It's the End of the Greedy Music Industry as We Know It

?

Click here to advertise



There's this band...

Legal piracy aka major label recording contracts

 

The music industry is a greedy parasite that preys upon music artists.  Agents and labels take advantage of young and naive artists, giving them raw deals in exchange for cars, cash, and ego trips.  The industry skims so much from the top that most artists receive only about $1 for every $14-$16 CD sale.  Most never receive a dime because the record company always gets paid first. 

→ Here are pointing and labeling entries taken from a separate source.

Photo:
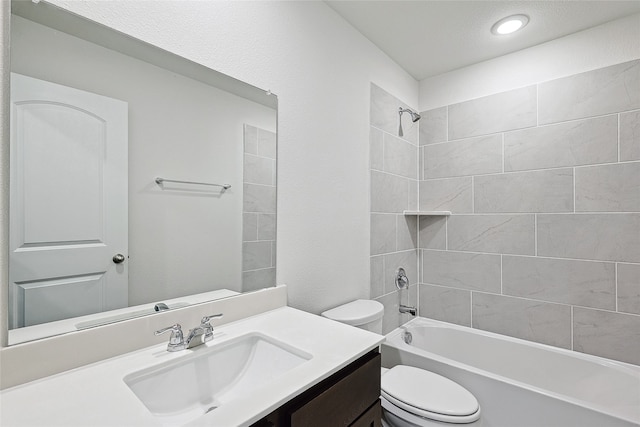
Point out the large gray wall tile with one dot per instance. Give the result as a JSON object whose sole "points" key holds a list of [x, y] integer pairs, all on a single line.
{"points": [[629, 288], [463, 158], [376, 149], [259, 198], [249, 227], [383, 233], [630, 136], [266, 143], [432, 232], [514, 109], [413, 195], [385, 116], [539, 191], [258, 170], [507, 234], [586, 283], [400, 157], [407, 229], [606, 237], [407, 260], [250, 139], [258, 279], [389, 193], [461, 270], [256, 255], [608, 188], [542, 322], [433, 126], [266, 226], [603, 91], [392, 317], [607, 334], [445, 304], [377, 276], [449, 194], [575, 143]]}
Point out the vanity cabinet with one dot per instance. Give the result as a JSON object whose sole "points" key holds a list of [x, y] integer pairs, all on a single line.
{"points": [[350, 397]]}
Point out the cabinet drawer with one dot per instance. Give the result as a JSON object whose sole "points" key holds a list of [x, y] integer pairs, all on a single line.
{"points": [[343, 402], [371, 418]]}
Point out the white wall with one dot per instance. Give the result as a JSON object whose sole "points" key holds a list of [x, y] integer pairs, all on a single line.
{"points": [[611, 43], [321, 69], [180, 242]]}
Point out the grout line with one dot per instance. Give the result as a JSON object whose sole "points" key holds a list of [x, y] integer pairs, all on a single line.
{"points": [[618, 137], [446, 233], [503, 152], [447, 125], [535, 234], [530, 256], [501, 286], [473, 195], [615, 281], [536, 213], [390, 173], [574, 190], [471, 307], [571, 327], [384, 144], [537, 104]]}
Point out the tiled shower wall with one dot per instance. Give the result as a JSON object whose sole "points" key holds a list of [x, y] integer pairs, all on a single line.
{"points": [[394, 189], [543, 183], [259, 209]]}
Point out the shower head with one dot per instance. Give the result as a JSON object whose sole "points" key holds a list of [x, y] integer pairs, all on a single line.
{"points": [[414, 118]]}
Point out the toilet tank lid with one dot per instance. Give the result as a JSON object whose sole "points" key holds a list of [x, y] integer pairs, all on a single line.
{"points": [[357, 312]]}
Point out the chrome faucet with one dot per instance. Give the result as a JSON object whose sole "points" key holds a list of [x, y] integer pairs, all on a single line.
{"points": [[197, 336], [203, 333], [407, 309]]}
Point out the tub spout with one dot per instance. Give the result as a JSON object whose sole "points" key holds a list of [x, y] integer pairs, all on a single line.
{"points": [[407, 309]]}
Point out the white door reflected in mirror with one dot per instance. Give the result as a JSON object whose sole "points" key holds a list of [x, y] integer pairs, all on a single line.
{"points": [[69, 146]]}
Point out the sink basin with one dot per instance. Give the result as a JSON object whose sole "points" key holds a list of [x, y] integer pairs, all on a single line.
{"points": [[204, 379]]}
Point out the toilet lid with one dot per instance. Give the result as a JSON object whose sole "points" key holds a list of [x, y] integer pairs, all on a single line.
{"points": [[418, 391], [356, 312]]}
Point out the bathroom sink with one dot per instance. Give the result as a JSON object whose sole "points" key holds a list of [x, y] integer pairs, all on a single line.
{"points": [[206, 378]]}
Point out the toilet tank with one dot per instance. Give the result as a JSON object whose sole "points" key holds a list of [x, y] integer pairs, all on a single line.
{"points": [[364, 314]]}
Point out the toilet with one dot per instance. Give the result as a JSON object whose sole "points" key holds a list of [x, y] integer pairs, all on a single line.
{"points": [[411, 396]]}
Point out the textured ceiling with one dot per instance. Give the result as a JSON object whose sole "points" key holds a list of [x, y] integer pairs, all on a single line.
{"points": [[429, 37]]}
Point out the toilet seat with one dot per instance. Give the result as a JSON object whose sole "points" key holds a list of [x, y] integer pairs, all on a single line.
{"points": [[426, 394]]}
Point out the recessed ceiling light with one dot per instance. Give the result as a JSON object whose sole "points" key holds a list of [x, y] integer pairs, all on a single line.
{"points": [[509, 24]]}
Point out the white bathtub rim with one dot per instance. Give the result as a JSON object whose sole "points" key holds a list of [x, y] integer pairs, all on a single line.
{"points": [[395, 340]]}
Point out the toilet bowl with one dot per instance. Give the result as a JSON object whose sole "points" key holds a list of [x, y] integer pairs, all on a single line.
{"points": [[414, 397], [411, 397]]}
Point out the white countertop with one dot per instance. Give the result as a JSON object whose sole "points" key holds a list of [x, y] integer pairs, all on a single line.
{"points": [[96, 395]]}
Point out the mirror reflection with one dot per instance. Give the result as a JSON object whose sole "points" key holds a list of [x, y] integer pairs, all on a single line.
{"points": [[136, 185]]}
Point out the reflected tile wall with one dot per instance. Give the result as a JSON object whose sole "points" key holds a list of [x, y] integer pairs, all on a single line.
{"points": [[543, 183], [259, 207], [394, 237]]}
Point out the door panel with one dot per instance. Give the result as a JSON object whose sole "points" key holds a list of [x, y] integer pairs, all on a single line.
{"points": [[68, 202], [56, 299]]}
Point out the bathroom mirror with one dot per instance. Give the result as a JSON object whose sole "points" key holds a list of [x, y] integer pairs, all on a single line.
{"points": [[140, 181]]}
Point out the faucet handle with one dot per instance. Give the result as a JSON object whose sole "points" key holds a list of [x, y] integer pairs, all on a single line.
{"points": [[206, 319], [206, 326], [176, 340]]}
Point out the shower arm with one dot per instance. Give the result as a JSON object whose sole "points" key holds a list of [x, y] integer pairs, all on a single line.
{"points": [[414, 118]]}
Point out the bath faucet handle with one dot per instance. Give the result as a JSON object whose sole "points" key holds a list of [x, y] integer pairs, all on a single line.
{"points": [[176, 340], [206, 326]]}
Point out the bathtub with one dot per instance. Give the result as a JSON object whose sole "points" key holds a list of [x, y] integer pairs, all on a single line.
{"points": [[520, 383]]}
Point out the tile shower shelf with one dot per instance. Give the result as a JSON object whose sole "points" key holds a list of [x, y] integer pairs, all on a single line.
{"points": [[426, 213]]}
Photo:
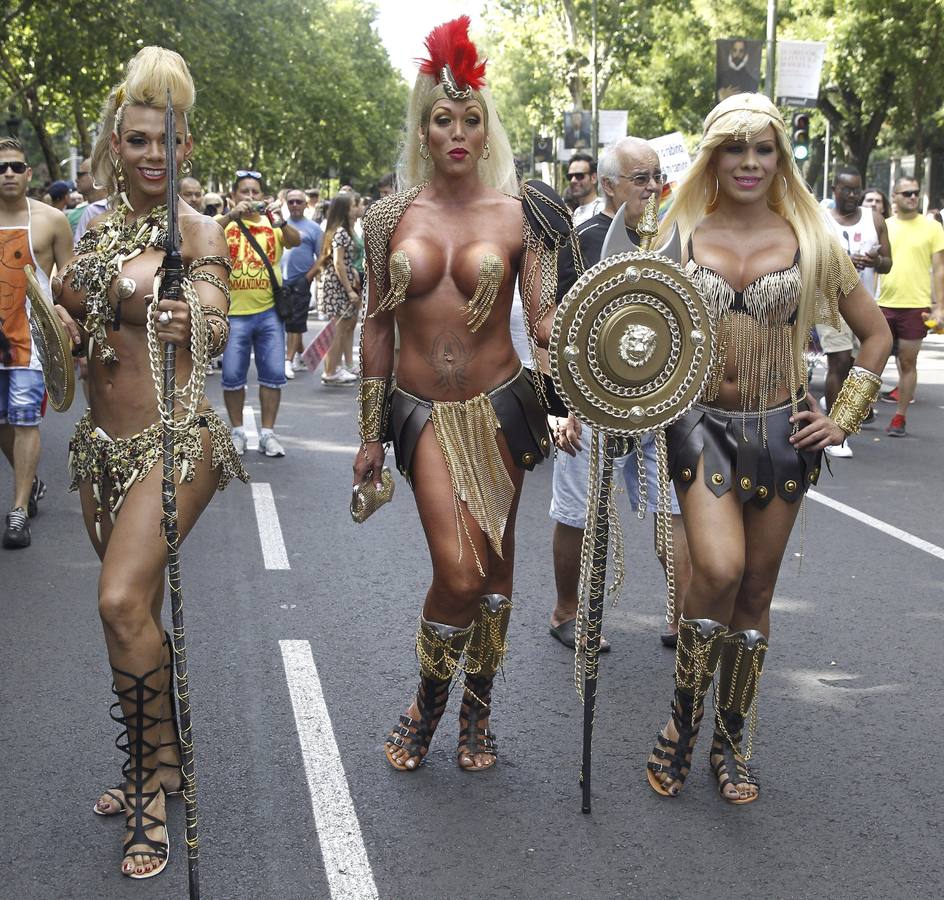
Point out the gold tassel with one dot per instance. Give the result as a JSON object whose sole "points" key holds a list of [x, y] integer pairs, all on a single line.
{"points": [[491, 274], [466, 434], [400, 275]]}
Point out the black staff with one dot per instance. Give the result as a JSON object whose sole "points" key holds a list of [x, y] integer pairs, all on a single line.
{"points": [[171, 288]]}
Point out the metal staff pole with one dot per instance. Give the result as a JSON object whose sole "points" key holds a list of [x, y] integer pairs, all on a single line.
{"points": [[595, 599], [171, 278]]}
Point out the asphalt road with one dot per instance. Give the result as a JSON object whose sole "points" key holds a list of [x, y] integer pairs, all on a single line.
{"points": [[847, 748]]}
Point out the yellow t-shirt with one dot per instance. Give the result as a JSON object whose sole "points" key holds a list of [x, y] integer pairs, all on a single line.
{"points": [[249, 282], [914, 242]]}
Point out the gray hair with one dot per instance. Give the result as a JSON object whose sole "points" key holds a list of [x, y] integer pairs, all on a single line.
{"points": [[608, 166]]}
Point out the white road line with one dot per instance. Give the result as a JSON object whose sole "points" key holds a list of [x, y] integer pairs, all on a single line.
{"points": [[249, 426], [270, 531], [339, 835], [866, 519]]}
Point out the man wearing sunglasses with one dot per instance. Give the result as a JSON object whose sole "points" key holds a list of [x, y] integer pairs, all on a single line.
{"points": [[255, 326], [905, 294], [31, 234], [630, 174], [582, 185]]}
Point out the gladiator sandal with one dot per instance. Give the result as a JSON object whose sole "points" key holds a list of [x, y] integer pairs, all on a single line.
{"points": [[742, 661], [140, 695], [117, 794], [439, 648], [696, 659], [484, 655]]}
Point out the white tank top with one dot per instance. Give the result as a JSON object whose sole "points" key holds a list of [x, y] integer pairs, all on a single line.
{"points": [[858, 238]]}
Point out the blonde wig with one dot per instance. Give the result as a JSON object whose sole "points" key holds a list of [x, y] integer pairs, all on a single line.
{"points": [[449, 45], [741, 117], [150, 74]]}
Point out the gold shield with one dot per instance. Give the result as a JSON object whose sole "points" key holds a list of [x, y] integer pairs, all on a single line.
{"points": [[632, 344], [52, 345]]}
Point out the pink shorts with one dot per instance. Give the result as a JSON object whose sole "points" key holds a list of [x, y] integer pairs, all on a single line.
{"points": [[906, 324]]}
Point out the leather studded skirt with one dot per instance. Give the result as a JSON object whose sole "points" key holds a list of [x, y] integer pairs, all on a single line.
{"points": [[736, 457], [519, 412]]}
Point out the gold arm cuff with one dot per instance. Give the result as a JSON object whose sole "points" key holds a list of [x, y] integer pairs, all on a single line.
{"points": [[373, 409], [856, 396], [216, 336]]}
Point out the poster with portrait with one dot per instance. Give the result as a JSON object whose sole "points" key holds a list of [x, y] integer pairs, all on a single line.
{"points": [[577, 129], [738, 66]]}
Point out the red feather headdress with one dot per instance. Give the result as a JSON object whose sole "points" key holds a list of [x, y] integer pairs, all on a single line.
{"points": [[453, 57]]}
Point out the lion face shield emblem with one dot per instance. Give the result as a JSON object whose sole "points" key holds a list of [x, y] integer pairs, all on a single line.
{"points": [[637, 344]]}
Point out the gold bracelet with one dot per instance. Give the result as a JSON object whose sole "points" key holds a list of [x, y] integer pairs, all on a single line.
{"points": [[372, 409], [856, 396]]}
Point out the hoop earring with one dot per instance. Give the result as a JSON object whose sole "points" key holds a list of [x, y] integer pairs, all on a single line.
{"points": [[121, 188], [714, 199], [783, 196]]}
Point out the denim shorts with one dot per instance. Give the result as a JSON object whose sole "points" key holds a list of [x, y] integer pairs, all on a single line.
{"points": [[263, 334], [21, 396], [569, 491]]}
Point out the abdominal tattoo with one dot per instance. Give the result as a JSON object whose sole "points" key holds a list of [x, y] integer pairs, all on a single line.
{"points": [[448, 359]]}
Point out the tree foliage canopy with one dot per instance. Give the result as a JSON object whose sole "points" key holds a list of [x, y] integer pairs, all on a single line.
{"points": [[292, 87]]}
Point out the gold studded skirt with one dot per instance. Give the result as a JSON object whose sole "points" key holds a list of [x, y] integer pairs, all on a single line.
{"points": [[736, 456], [466, 431]]}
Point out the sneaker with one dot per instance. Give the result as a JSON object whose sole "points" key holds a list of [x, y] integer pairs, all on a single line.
{"points": [[269, 445], [36, 494], [17, 532], [340, 377], [896, 428], [239, 440], [841, 451], [892, 396]]}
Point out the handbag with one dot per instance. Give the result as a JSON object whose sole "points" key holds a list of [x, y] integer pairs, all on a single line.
{"points": [[281, 297], [366, 499]]}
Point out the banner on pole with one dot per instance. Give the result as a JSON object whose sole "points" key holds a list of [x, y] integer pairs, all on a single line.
{"points": [[799, 66], [737, 69], [673, 155]]}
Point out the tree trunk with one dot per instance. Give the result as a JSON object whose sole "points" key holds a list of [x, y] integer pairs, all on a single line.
{"points": [[33, 112]]}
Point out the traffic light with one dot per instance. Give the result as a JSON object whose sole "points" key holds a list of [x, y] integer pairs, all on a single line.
{"points": [[801, 136]]}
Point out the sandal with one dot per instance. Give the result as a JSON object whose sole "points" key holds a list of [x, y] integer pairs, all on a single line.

The intoxicating lure of instant riches fuels the business.  Children are only too gullible to chase after the dizzying fortune of Brandy or Puff Daddy.  Unscrupulous agents easily prey upon the cream of the crop, pitting child against child.  The competition between thousands of potential stars allows major labels to take advantage of aspiring talent.  Countless artists like Bruce Springsteen and Billy Joel can tell volumes about how they unsuspectingly signed away the rights to their own songs. 

The music industry has only detracted from the art form of making music.  It pigeon-holes artists into tightly-defined categories from which there is no escape.  Corporate-owned radio stations constantly search for the next new sensation that will attract listeners of the coveted 18-24 age group.  Once found, the stations play the same songs over and over until the budding star fades into "greatest hits" oblivion.

The music business sets destructive norms for youth culture.  Thanks to the advent of music videos, the music industry can pump messages into the homes of millions of unsuspecting children.  It's a marketer's dream.  Images of sex, violence, drugs, rape, and stupidity fill MTV's day-time programming.  As long as the kids drink Mountain Dew, it's all business as usual.  Record companies would like nothing more than for children to be oblivious of real issues and consume their products with abandon.  All the while, corporations like Exxon and Monsanto continue to profit from and ruin what's left of the planet.

mp3 is an empowering technology.  Artists can record their own music and post it on the Internet for friends and fans alike.  Without corporate masters, musicians can promote their own image and messages.  Diversity will triumph.

There are many ways in which artists will make money without relying on CD sales.  Fans can support their favorite artists by buying concert tickets and merchandise such as T-shirts.  Aspiring entrepreneurs will set up their own music web-sites and generate revenue from advertising and special services such as the "song of the month" club.  Music will become an interactive and service-oriented industry.  Record companies that insist on upholding the archaic consumption-based business model will perish.

Today's corporations could benefit tremendously from mp3's popular digital format, but they refuse to because they are stuck in the past, unable to realize that their business has fundamentally and permanently changed.  The major labels and their conglomerates enjoyed tremendous profits as CDs replaced vinyl.  The same could happen thanks to mp3.  Digital mp3 players are far superior to "sports" CD players.  mp3 players don't skip, so they can be worn during exercise and while walking to school and work.  As far as piracy goes, entire albums encoded in mp3 are too large to be transmitted over the Internet via 56k modem.  The process is painfully slow and the average Internet user can not find the music they want when they want it.  Many consumers would purchase data CDs containing mp3 files that could be downloaded to mp3 players.  As bandwidth increases, listeners will flock to websites that offer instant downloads, even for a fee.

Not just any digital music format will be as successful as mp3.  No format will overtake mp3 unless it is as convenient as mp3.  Attempts at copy protection are a waste of time and money.  The consumer is far too savvy to put up with schemes that won't let him copy a song from his home computer to his digital player or work computer.  Any format that has built-in anti-piracy "features" will fail.  It's as simple as that. Corporations can either embrace an open music format and participate in the revenue stream, or they can enrich cryptographers and engineers, and ultimately lose. 

On the other hand, it's not in the artists' interest for the greedy bastards who run record companies to continue with business as usual, raking in profits while holding a gun to band members' heads.  The technology exists to stop the music industry in its tracks.  Nothing can stop mp3 - not corporations and not their barracuda attorneys.  Now it's up to artists to see the light and make their own way toward freedom.  The Internet will be filled with the sound of music.